La sconfitta al referendum e le dimissioni di Matteo Renzi hanno aperto una fase tra le più delicate e difficili della storia repubblicana.
Il nuovo Governo ha di fronte a sè un periodo non facile ed in più sarà certamente oggetto delle contraddizioni che emergeranno in Parlamento, a partire dalla sfida di riformare la legge elettorale per giungere all’animato dibattito interno al Partito Democratico.
Temo che le difficoltà che incontrerà, unite alla costante aggressione propagandistica dei populismi che gioveranno delle oggettive complessità che si verificheranno, da un lato nuoceranno alla corrente gestione amministrativa e dall’altro avranno un peso sul gradimento e, quindi, sul consenso in vista delle elezioni politiche.
L’anno che si apre porta con sè un’ansia di fondo: poichè mancano le regole per eleggere il nuovo Parlamento, è in vigore, infatti, solamente la legge elettorale per la Camera dei Deputati (l’Italicum), occorre attendere le decisioni della Corte costituzionale che si esprimerà non prima di fine gennaio.

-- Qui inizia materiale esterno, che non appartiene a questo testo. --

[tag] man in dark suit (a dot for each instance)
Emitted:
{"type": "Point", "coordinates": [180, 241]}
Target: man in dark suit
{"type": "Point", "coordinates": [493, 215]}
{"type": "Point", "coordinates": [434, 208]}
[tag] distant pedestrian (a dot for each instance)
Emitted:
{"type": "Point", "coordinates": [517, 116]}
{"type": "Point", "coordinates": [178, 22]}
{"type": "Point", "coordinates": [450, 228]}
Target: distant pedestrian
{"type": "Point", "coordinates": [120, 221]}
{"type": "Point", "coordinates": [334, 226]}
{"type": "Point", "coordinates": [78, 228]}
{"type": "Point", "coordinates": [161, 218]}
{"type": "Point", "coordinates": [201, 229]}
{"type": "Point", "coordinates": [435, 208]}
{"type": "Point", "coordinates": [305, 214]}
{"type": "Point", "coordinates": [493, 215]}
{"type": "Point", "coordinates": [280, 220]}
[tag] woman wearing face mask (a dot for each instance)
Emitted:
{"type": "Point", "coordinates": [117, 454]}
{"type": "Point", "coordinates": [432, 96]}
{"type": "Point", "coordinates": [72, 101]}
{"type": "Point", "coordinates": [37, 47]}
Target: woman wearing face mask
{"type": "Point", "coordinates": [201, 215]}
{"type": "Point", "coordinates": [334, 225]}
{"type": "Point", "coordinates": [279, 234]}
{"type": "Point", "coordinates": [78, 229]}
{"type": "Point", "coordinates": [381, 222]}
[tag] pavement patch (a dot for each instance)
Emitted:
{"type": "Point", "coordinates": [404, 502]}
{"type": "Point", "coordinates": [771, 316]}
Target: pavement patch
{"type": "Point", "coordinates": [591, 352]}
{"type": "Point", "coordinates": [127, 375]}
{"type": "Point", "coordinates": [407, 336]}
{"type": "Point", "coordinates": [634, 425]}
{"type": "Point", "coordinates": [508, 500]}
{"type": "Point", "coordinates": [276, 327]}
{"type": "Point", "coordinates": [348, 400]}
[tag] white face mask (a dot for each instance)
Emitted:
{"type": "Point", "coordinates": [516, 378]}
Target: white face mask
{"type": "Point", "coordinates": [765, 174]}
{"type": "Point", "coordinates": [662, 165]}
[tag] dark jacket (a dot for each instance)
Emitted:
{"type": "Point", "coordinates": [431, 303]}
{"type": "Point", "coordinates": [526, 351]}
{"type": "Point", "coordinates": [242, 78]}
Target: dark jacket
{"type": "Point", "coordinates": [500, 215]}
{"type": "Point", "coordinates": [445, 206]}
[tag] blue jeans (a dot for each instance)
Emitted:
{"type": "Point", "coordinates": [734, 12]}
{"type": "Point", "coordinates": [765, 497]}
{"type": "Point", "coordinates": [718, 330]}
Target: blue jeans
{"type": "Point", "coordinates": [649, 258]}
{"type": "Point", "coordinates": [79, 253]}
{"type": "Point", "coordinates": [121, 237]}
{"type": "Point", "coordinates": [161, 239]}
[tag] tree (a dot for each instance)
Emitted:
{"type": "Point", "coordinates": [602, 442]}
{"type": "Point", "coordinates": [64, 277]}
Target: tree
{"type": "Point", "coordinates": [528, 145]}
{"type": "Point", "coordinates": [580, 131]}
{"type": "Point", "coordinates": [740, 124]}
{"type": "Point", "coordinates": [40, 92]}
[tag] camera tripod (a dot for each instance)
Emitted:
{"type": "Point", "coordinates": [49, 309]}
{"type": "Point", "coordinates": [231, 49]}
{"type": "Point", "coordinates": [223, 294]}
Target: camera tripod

Il 2017 sarà caratterizzato, poi, anche dal dibattito nel PD. Su di noi, partito di maggioranza relativa, si è finora retta solidamente la legislatura, ma nei prossimi mesi il confronto interno si inasprirà, le diversità di opinioni si radicalizzeranno e avranno ripercussioni sul Governo. Tanto sarà capace il segretario Renzi nell’accogliere il dissenso, tanto il Governo e il Parlamento sapranno portare avanti serenamente il compito. E con gli alleati, fondamentali per avere i numeri minimi, tanto sarà capace Renzi di comprenderne i bisogni e condividere con loro le scelte, tanto la maggioranza sarà in grado di essere tale anche in futuro.
L’anno prossimo è anche il tempo limite per affrontare decisamente la forza dei populismi. Essi giovano sia delle normali difficoltà di governo, sia dell’assenza di poli “normali” alternativi tra loro che si contendono la guida del Paese.
Del Governo ho già detto, ma anche la crisi del centrodestra europeista e liberale, diviso e privo di un leader, consegna masse di elettori al M5S. Non entro in casa altrui, mi limito all’auspicio che il 2017 sia utile a definire i contorni di una proposta alternativa è credibile al centrosinistra. Ne gioveremmo tutti.
Incombe sempre la questione economica e, da un po’ di tempo, la necessità di tutelare i risparmiatori di fronte alla evidente difficoltà di alcune importanti banche.
Ecco, di fronte a tutte queste incognite, nel 2017 ci saranno le elezioni?